OAKLAND–WhatsApp has enjoyed tremendous growth in the last couple of years, a trend that accelerated even further when the company announced it was implementing end-to-end encryption on its messaging service. But that rollout also raised a serious issue for the company: how to identify spammers without access to the contents of users’ messages.
Like most messaging services, WhatsApp has a function that allows users to report spammers directly in the app. That’s the main mechanism the company uses to identify abusive accounts. But that’s a manual process and it relies on users to initiate it.
“We catch most spammers through reports. We’re not chasing after something that’s completely invisible. But how can we catch them sooner?” Matt Jones, a software engineer at WhatsApp, said during a talk at the Enigma conference here Wednesday.
With identifying spammers quickly as the goal, WhatsApp needed a system that could accomplish the task without decrypting users’ messages. There are a few relatively quick methods for doing that, such as checking whether a potentially abusive account has a password set up. If it doesn’t, then the account wasn’t the target of an account takeover, Jones said. Also, if an account is using a script to send messages or is using a client other than the official WhatsApp client, those are good signals that it’s likely a spam account.
“The people who get to this level are already sophisticated.”
“These are fast approaches, but they’re less effective as you go down the list,” Jones said.
So the company built a classifier that looks at a number of different attributes and makes decisions about the validity of the account. For example, it takes into consideration the age of the account and how many messages it’s sent in the last 30 seconds. A new account sending a large volume of messages is clearly suspicious.
“We either allow the account to continue or ban it completely. People ask why we don’t have some middle ground there. If you think you’re going to trick spammers by not delivering their messages, you’re wrong,” Jones said. “The people who get to this level are already sophisticated.”

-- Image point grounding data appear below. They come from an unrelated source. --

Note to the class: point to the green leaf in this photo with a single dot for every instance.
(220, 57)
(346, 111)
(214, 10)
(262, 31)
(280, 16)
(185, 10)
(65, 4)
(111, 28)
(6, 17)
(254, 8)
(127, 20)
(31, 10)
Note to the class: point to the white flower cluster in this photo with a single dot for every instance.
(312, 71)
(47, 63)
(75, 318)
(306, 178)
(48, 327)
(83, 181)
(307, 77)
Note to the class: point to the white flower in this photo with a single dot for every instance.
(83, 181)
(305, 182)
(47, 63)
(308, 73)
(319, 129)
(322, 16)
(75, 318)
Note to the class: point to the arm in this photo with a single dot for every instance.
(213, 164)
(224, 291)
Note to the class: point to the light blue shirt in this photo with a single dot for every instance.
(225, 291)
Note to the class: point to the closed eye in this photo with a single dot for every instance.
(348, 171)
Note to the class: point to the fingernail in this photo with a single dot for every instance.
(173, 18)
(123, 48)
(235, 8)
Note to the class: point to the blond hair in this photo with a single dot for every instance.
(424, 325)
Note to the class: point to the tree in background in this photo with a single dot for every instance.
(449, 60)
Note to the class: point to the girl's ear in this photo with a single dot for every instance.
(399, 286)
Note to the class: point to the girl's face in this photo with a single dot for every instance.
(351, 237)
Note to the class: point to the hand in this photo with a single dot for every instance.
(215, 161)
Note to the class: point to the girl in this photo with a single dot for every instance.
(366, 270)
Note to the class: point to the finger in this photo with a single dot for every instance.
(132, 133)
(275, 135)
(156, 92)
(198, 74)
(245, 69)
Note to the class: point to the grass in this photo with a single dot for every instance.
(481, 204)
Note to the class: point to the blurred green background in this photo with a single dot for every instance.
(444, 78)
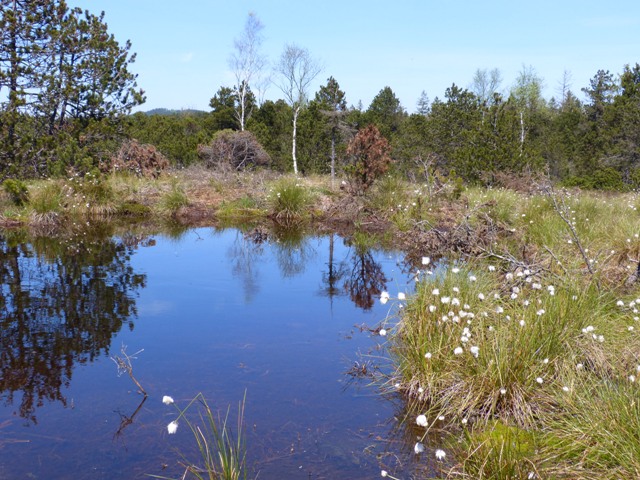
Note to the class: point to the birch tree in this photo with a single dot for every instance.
(247, 64)
(295, 71)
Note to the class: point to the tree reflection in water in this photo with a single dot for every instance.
(365, 280)
(61, 302)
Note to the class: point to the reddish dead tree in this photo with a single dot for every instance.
(370, 153)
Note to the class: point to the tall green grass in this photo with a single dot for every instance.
(222, 450)
(289, 201)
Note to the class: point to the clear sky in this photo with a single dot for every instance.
(409, 45)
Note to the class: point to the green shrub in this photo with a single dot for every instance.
(47, 198)
(17, 190)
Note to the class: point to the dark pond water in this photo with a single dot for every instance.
(214, 311)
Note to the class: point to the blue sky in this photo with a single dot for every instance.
(409, 45)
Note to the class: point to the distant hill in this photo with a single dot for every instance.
(166, 111)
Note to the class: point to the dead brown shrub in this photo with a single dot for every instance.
(236, 150)
(142, 160)
(370, 153)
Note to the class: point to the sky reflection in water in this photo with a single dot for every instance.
(217, 313)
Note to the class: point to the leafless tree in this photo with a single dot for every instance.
(486, 83)
(295, 71)
(247, 64)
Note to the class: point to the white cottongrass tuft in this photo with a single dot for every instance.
(172, 427)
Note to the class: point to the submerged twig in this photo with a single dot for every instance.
(125, 366)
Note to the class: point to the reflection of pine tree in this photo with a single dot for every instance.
(366, 281)
(336, 271)
(60, 304)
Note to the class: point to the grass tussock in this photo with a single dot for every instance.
(289, 201)
(221, 445)
(512, 359)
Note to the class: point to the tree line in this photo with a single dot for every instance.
(67, 93)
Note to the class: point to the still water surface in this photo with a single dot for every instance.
(213, 311)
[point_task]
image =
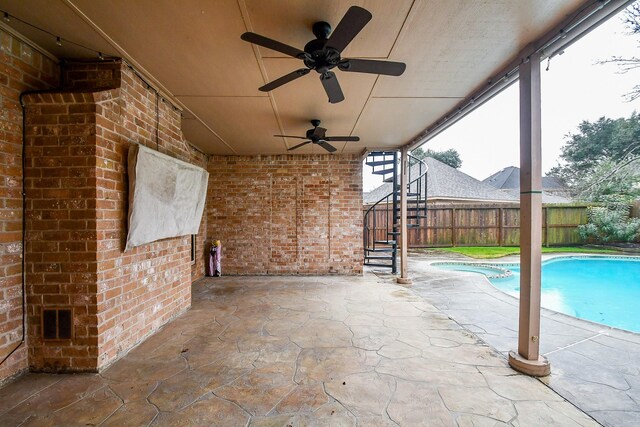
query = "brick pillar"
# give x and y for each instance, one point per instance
(61, 227)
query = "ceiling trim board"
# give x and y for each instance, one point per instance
(244, 11)
(402, 28)
(15, 33)
(417, 97)
(162, 90)
(219, 96)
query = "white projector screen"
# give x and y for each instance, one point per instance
(166, 196)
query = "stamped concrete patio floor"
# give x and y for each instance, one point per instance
(297, 351)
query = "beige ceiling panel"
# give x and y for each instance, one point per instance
(391, 122)
(192, 46)
(202, 138)
(59, 19)
(451, 46)
(304, 99)
(245, 123)
(290, 21)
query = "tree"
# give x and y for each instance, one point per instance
(602, 158)
(632, 22)
(449, 157)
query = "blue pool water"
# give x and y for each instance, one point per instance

WhatsApp also uses historical data to identify spammers’ behavior. After banning a spammer, Jones and his team look at all of the account’s past actions and labels them all as spam and adds them to the model. The company also looks at how an account sends messages and whether recipients respond to them. All of the things WhatsApp does in this process is designed to avoid giving any information to the spammers so they don’t know how to counter the company’s moves.
“If we detect that you’re not running our app, we record that fact but we don’t action in order to avoid providing a feedback loop to the attackers,” Jones said. “We use it for machine learning.”
The WhatsApp model also looks at the network infrastructure that an account is using, such as the ASN it’s on, and then checks how many other accounts they’ve seen from that same ASN. If a high percentage of accounts from a given ASN have been banned, that’s an indicator that an account from that ASN is a spammer.
“We look at the reputation of the things an attacker is using. It forces them to buy more things, so it raises the cost for them,” Jones said.
The model helped WhatsApp reduce the amount of spam on its service by 75 percent in the three months after launching end-to-end encryption.